In this multicenter retrospective study, scientists evaluated the use of the Decipher Bladder genomic classifier in a cohort of 601 patients. After three years, patients with classifier-identified luminal tumors (37% of the study population) experienced no additional benefit to overall survival (OS) from receiving NAC prior to radical cystectomy (63% OS with NAC and 65% OS without). However, those patients whose tumors were classified as non-luminal (63% of the study population) experienced a significant benefit from the addition of NAC, with 10% greater overall survival after three years as compared to patients who were treated with cystectomy alone (71% vs. 61%).

"We are pleased that our Decipher Bladder genomic classifier performed so well in this broad study," said Elai Davicioni, Ph.D., Veracyte’s senior vice president of scientific and clinical operations, Urologic Cancers. "We look forward to further validating the test to encourage its routine clinical use for patients diagnosed with MIBC."

The Decipher Bladder test is supported by multiple peer-reviewed clinical studies demonstrating its ability to identify which patients have a higher risk of upstaging to non-organ confined disease at surgery and which patients may benefit the most from neoadjuvant therapy.
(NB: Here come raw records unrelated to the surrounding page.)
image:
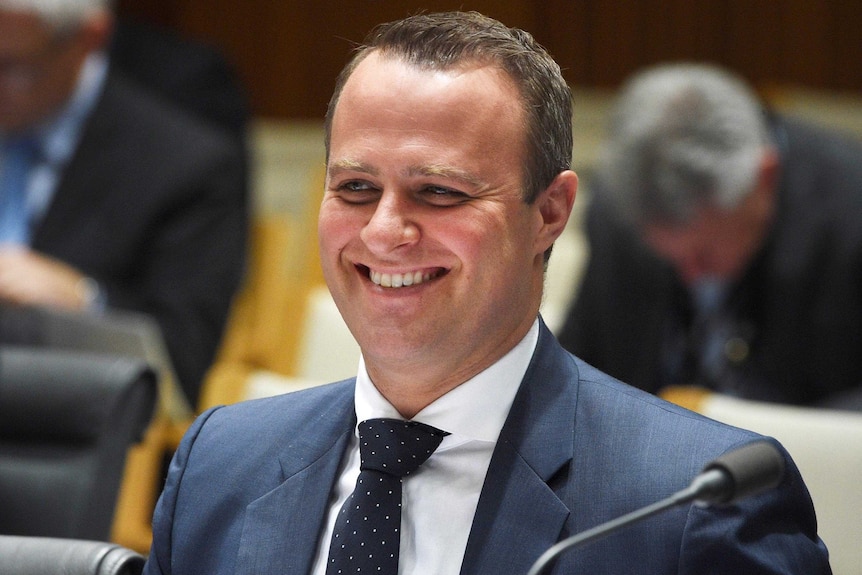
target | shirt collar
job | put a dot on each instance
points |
(59, 134)
(476, 409)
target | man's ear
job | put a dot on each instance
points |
(555, 206)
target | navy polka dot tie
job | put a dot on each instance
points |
(367, 531)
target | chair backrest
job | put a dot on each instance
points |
(51, 556)
(66, 422)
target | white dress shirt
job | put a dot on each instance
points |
(439, 500)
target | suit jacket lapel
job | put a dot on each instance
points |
(281, 528)
(522, 509)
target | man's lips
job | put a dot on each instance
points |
(401, 279)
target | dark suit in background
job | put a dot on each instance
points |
(797, 311)
(152, 206)
(191, 74)
(578, 448)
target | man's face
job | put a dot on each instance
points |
(431, 254)
(38, 69)
(717, 243)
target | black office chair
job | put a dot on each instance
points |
(50, 556)
(67, 420)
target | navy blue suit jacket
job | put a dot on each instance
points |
(249, 487)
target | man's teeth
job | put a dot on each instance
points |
(398, 280)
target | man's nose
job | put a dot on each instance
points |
(392, 224)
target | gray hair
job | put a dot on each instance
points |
(62, 15)
(682, 136)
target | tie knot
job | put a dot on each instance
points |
(396, 447)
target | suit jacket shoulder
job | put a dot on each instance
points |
(580, 448)
(249, 486)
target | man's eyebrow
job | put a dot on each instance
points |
(435, 170)
(444, 171)
(347, 165)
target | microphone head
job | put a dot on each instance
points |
(746, 471)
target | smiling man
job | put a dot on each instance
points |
(448, 151)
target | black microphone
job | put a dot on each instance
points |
(737, 474)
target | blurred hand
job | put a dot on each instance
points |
(30, 278)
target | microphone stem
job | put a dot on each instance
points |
(680, 497)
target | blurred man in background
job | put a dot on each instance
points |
(726, 246)
(110, 197)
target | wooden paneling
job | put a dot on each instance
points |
(288, 52)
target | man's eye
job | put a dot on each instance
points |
(354, 186)
(439, 195)
(357, 192)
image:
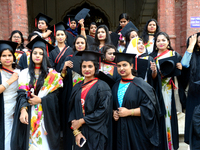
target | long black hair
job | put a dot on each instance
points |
(194, 66)
(107, 40)
(14, 58)
(121, 16)
(21, 46)
(43, 71)
(145, 35)
(79, 36)
(167, 37)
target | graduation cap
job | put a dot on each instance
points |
(40, 43)
(88, 55)
(58, 26)
(44, 17)
(130, 26)
(8, 45)
(124, 57)
(114, 38)
(82, 14)
(106, 78)
(168, 67)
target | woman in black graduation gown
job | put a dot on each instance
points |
(191, 75)
(72, 76)
(36, 120)
(135, 110)
(8, 91)
(61, 51)
(164, 86)
(90, 107)
(102, 37)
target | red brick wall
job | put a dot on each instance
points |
(174, 19)
(13, 16)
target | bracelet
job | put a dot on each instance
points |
(23, 108)
(76, 132)
(5, 84)
(132, 112)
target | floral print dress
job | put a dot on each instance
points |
(167, 96)
(38, 133)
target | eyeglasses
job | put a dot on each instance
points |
(16, 37)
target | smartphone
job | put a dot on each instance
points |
(82, 142)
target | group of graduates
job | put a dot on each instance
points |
(102, 91)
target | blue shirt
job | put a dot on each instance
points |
(121, 92)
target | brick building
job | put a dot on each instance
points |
(174, 16)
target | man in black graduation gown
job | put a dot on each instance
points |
(140, 129)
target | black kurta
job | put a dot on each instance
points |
(132, 132)
(98, 115)
(21, 132)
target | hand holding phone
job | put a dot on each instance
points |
(82, 142)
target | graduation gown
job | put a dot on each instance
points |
(68, 85)
(174, 121)
(21, 132)
(139, 133)
(110, 69)
(98, 114)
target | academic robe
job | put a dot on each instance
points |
(132, 132)
(113, 75)
(21, 132)
(98, 115)
(174, 121)
(68, 85)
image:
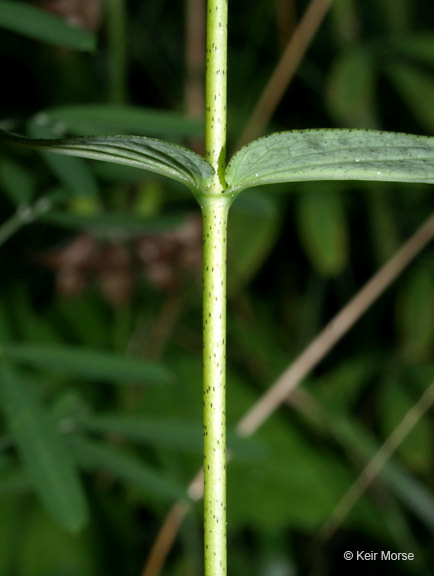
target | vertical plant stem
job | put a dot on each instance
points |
(215, 205)
(215, 211)
(116, 27)
(215, 111)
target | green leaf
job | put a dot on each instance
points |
(323, 228)
(87, 364)
(43, 452)
(150, 154)
(108, 119)
(332, 155)
(95, 456)
(17, 181)
(41, 25)
(73, 173)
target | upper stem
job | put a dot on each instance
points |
(216, 89)
(215, 205)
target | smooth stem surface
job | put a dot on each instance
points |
(215, 206)
(214, 212)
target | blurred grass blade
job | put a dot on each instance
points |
(43, 452)
(108, 119)
(167, 434)
(418, 46)
(416, 88)
(41, 25)
(332, 155)
(410, 491)
(128, 469)
(121, 225)
(150, 154)
(351, 89)
(88, 364)
(323, 228)
(74, 173)
(254, 226)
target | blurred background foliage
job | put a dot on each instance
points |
(100, 308)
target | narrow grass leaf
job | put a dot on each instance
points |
(416, 88)
(74, 173)
(95, 456)
(43, 452)
(108, 119)
(150, 154)
(17, 182)
(175, 435)
(88, 364)
(406, 487)
(41, 25)
(332, 155)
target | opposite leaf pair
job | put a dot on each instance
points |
(280, 157)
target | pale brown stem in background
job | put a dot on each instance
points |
(305, 363)
(164, 541)
(334, 330)
(285, 70)
(372, 469)
(286, 19)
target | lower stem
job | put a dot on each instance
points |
(214, 214)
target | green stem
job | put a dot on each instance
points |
(216, 70)
(215, 206)
(116, 27)
(214, 213)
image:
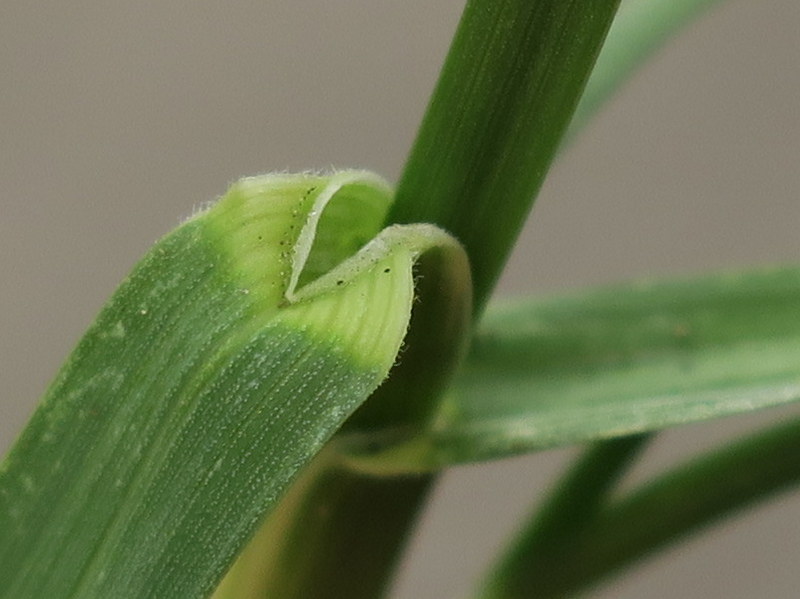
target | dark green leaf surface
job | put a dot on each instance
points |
(614, 362)
(507, 92)
(674, 505)
(213, 375)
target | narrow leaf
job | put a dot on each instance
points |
(507, 92)
(640, 28)
(233, 351)
(610, 363)
(681, 502)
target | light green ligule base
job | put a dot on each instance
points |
(234, 350)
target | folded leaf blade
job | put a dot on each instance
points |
(214, 374)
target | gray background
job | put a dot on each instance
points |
(117, 118)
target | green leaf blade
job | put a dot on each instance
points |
(615, 362)
(512, 79)
(214, 374)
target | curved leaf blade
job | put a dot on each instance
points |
(214, 374)
(609, 363)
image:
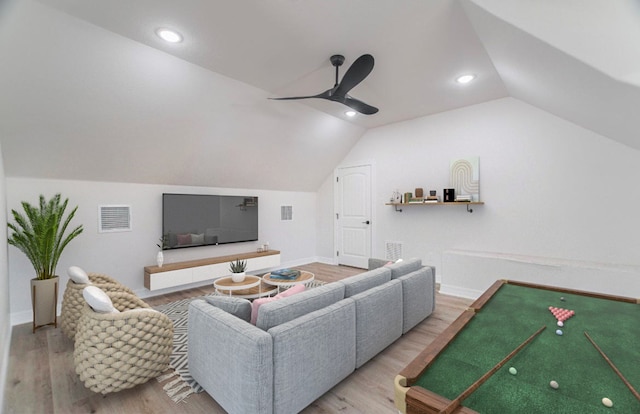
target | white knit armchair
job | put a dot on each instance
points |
(73, 302)
(115, 351)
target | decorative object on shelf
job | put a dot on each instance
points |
(465, 177)
(162, 245)
(449, 195)
(237, 269)
(40, 235)
(432, 197)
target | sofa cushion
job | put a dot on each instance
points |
(283, 310)
(404, 267)
(238, 307)
(418, 296)
(312, 354)
(255, 305)
(98, 300)
(237, 369)
(365, 281)
(78, 275)
(379, 315)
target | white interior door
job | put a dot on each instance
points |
(353, 215)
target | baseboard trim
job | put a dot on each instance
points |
(4, 366)
(459, 291)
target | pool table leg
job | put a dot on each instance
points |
(400, 386)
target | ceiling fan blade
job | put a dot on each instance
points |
(359, 70)
(326, 94)
(360, 106)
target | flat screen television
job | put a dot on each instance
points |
(192, 220)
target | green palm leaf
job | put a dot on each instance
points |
(40, 233)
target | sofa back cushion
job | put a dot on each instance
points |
(257, 303)
(286, 309)
(404, 267)
(365, 281)
(238, 307)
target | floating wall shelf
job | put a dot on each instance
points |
(399, 206)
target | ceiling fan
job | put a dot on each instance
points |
(359, 70)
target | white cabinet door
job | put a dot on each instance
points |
(171, 278)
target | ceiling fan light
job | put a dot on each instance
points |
(169, 35)
(465, 78)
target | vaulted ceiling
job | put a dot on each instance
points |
(90, 92)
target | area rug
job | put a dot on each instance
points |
(179, 383)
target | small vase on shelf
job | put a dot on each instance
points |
(237, 277)
(237, 269)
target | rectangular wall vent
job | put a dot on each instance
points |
(114, 218)
(393, 250)
(286, 213)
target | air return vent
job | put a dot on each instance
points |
(393, 250)
(286, 213)
(114, 218)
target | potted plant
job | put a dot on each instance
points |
(237, 269)
(40, 235)
(162, 246)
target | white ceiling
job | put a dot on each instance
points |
(90, 92)
(283, 47)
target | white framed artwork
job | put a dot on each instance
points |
(464, 176)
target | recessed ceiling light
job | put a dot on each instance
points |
(169, 35)
(465, 78)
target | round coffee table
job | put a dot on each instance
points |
(304, 278)
(251, 287)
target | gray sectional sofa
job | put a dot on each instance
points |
(305, 344)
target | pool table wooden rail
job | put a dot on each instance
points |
(410, 399)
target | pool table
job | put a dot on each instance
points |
(504, 317)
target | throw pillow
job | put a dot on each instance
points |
(98, 300)
(238, 307)
(78, 275)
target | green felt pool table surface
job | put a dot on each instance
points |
(510, 316)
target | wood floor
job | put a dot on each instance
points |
(41, 376)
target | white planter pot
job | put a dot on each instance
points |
(44, 300)
(237, 277)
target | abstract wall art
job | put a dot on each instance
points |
(465, 177)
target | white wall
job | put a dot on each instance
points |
(5, 327)
(123, 255)
(552, 190)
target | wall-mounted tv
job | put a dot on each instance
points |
(192, 220)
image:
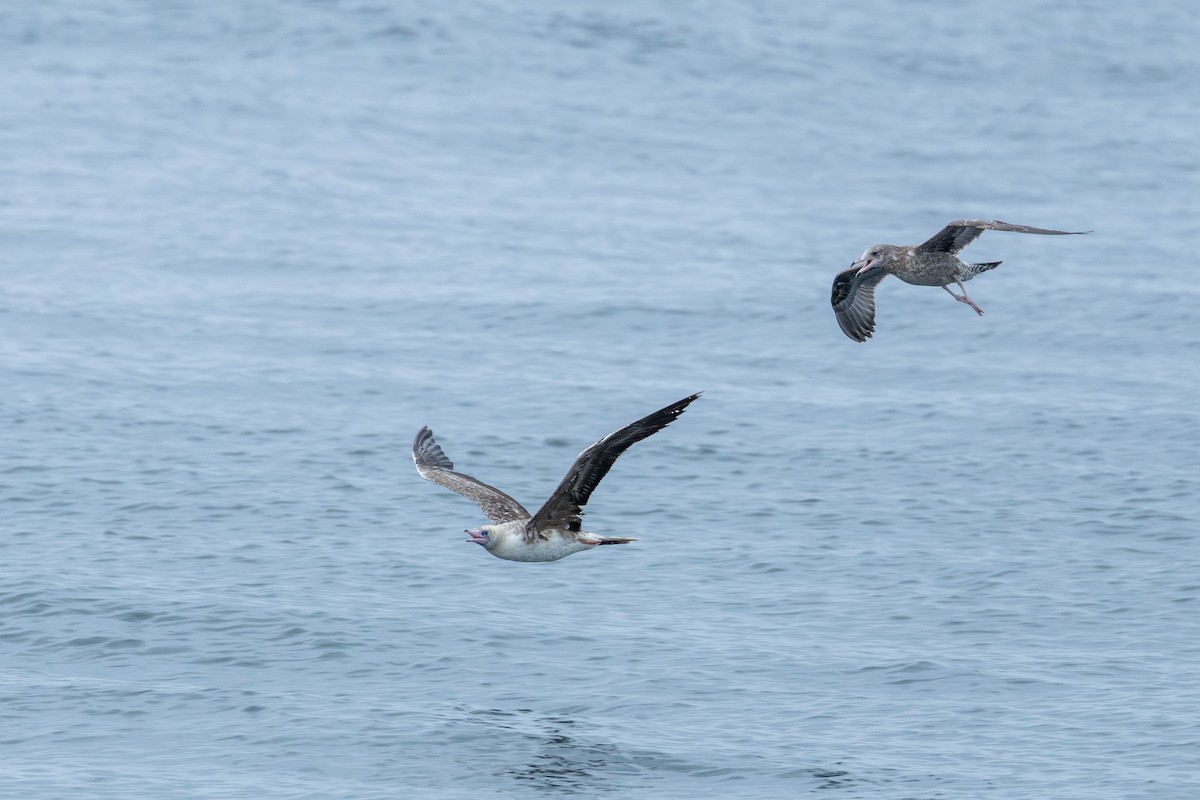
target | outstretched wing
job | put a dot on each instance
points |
(435, 465)
(960, 233)
(853, 301)
(565, 505)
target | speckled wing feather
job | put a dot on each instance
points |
(435, 465)
(564, 507)
(853, 301)
(960, 233)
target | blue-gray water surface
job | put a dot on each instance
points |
(249, 248)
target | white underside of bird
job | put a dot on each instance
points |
(509, 541)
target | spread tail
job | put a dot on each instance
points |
(972, 270)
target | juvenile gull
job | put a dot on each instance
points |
(930, 264)
(556, 530)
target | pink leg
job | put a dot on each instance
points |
(964, 298)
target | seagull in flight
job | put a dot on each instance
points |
(556, 530)
(930, 264)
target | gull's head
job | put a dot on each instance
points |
(871, 257)
(480, 535)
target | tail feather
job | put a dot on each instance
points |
(972, 270)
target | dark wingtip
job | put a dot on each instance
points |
(426, 450)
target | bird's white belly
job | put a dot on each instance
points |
(549, 549)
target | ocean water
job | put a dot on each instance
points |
(249, 248)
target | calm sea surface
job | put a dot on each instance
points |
(249, 248)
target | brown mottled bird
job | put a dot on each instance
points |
(556, 530)
(930, 264)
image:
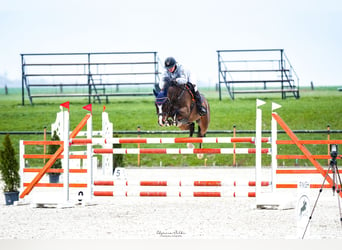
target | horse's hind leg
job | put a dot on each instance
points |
(191, 129)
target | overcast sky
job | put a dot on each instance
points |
(192, 31)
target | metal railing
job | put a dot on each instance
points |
(87, 74)
(256, 71)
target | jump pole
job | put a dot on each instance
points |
(258, 135)
(274, 148)
(66, 128)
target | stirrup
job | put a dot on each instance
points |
(202, 111)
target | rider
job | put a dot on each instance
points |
(174, 72)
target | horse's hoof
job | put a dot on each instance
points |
(200, 156)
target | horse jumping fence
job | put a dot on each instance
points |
(106, 141)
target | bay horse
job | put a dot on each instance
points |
(179, 109)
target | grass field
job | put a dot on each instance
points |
(313, 111)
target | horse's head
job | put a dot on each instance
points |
(162, 104)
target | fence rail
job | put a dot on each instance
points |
(149, 132)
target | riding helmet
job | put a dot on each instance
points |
(170, 62)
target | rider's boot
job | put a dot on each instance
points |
(201, 109)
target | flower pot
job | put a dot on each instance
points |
(11, 197)
(54, 178)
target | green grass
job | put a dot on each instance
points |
(314, 110)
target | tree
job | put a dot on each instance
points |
(9, 166)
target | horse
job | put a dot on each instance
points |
(178, 108)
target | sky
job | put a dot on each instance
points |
(192, 31)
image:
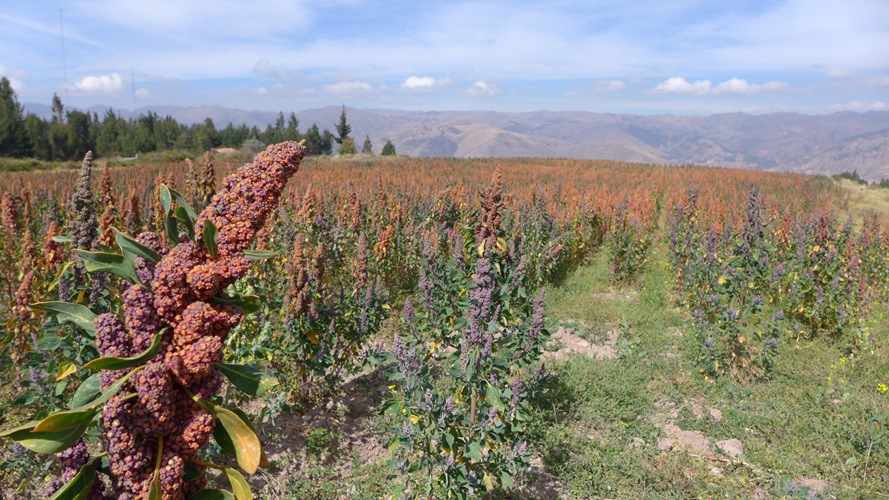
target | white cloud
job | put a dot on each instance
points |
(482, 88)
(102, 84)
(861, 106)
(13, 76)
(679, 85)
(737, 86)
(264, 68)
(882, 81)
(839, 74)
(348, 89)
(602, 87)
(422, 84)
(733, 86)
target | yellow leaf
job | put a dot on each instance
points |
(313, 337)
(248, 451)
(65, 368)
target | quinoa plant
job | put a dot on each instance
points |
(462, 364)
(159, 370)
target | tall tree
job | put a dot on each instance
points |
(388, 149)
(58, 110)
(313, 141)
(13, 137)
(343, 129)
(292, 131)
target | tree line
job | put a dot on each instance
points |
(69, 133)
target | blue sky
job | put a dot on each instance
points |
(643, 57)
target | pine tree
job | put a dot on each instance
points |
(13, 137)
(342, 128)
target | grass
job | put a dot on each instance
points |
(599, 422)
(863, 199)
(809, 421)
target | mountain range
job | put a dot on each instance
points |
(791, 142)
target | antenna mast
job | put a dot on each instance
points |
(64, 61)
(133, 82)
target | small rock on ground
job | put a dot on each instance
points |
(731, 447)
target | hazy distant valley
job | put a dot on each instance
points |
(824, 144)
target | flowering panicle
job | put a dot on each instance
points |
(182, 283)
(9, 212)
(487, 229)
(207, 187)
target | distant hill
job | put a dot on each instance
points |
(816, 144)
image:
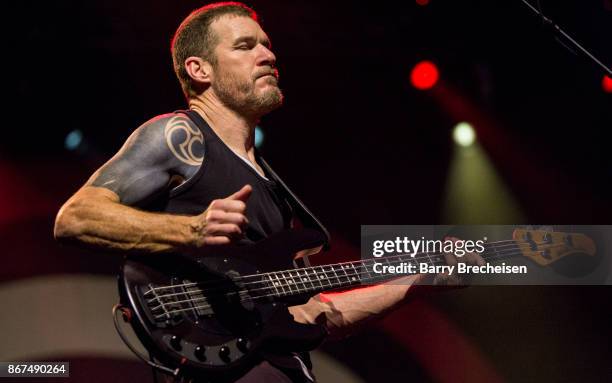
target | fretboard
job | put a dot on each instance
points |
(316, 279)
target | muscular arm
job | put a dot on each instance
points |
(103, 213)
(343, 312)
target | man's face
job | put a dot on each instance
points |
(245, 78)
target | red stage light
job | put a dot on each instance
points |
(424, 75)
(606, 84)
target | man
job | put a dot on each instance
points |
(186, 182)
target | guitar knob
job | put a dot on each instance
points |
(175, 342)
(200, 353)
(224, 353)
(242, 344)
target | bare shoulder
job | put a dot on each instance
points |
(164, 146)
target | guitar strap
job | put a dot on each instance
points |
(307, 218)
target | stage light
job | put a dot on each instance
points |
(73, 139)
(606, 84)
(424, 75)
(258, 137)
(464, 134)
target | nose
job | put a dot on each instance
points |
(267, 57)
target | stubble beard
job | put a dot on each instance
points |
(241, 96)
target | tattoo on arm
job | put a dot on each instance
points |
(167, 146)
(181, 136)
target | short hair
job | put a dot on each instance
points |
(195, 38)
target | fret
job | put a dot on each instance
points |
(323, 277)
(279, 283)
(296, 284)
(344, 267)
(288, 283)
(274, 284)
(317, 278)
(357, 276)
(305, 278)
(367, 269)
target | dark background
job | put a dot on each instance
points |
(357, 142)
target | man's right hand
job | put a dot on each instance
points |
(224, 221)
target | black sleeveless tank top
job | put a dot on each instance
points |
(221, 174)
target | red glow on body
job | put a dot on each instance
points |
(424, 75)
(606, 84)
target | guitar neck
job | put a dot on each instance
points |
(316, 279)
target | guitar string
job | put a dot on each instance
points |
(427, 256)
(335, 268)
(491, 252)
(302, 278)
(330, 285)
(493, 245)
(510, 242)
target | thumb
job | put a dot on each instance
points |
(242, 194)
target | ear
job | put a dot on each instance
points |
(199, 70)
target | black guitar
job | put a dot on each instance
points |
(212, 314)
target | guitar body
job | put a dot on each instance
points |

The test also can be used to identify neuroendocrine-like and immune-infiltrated subtypes, which may have implications for future therapeutic strategies. In June 2021, Veracyte announced that Decipher Bladder had become the first molecular subtyping test to gain Medicare coverage to inform treatment for individuals with bladder cancer.

About Decipher Bladder

Decipher Bladder is a genomic test that measures the molecular profile of bladder cancer using gene expression analysis from transurethral resected bladder tumor specimens. It was developed for bladder cancer patients with high-grade non-muscle-invasive disease who are being considered for treatment and patients with muscle-invasive disease who face the question of immediate cystectomy or systemic treatment in the neoadjuvant setting prior to cystectomy (NAC). Decipher Bladder reports the molecular subtype of the tumor specimen as Luminal or Non-Luminal (Luminal Infiltrated, Basal, Basal Claudin-Low or Neuroendocrine-like), with each subtype having distinct biological composition, clinical behavior and predicted benefit from NAC.